I have been a very active networker for years and often speak to companies and organizations on the different benefits of networking. I have always networked with people in transition even before the great recession. Networking with people in transition has provided me with both financial and social currency and made me much smarter.

One of the things I have learned is that maybe in the past everyone was a little too quick to judge people in transition as if there was some type of stigma about being unemployed.  Now I think most people see it a little differently because everybody realizes that anybody can quickly be in transition no matter what their competence or skill level.

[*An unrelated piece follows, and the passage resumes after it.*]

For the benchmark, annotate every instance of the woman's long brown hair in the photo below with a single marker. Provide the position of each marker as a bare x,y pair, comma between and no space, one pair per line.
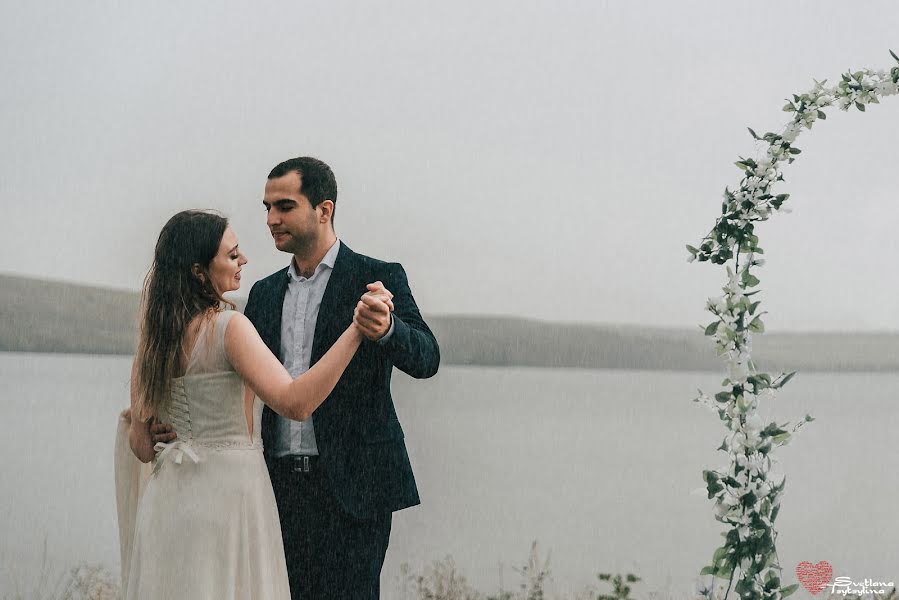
173,295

I also look at companies much differently these days and I think in the long term their brands could be very vulnerable.  Companies want consumers to be loyal to their brands yet they aren’t very loyal to their employees and in most cases people have become quickly disposable.  Recently I read that Hewlett Packard posted very strong earnings in their latest quarter. They soon followed that up by cutting 9000 employees.  I really have second thoughts about buying a $38 HP ink cartridge when I walk into Staples.  Maybe one day I will trade in my HP Officejet Pro 8500 for a Kodak copier because I heard they use less ink.

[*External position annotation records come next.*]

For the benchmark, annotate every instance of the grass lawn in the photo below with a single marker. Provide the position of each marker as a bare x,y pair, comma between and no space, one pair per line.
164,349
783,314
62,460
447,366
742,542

I also think that the hiring model is antiquated.  The whole HR function is under turmoil and many companies are outsourcing that function as it is not perceived as a profit generator.

So you have HR people, many of whom are paranoid about their own jobs, in charge of hiring so they are risk adverse.  With worry comes consensus decision making, risk avoidance and safe hires.

Does this breed a culture of hiring innovators?  I don’t think so.  Would they hire somebody like Steve Jobs who doesn’t even have a college degree?  I doubt it.  Will this be good for long term innovation within companies?

You can connect with Hank on Linkedin.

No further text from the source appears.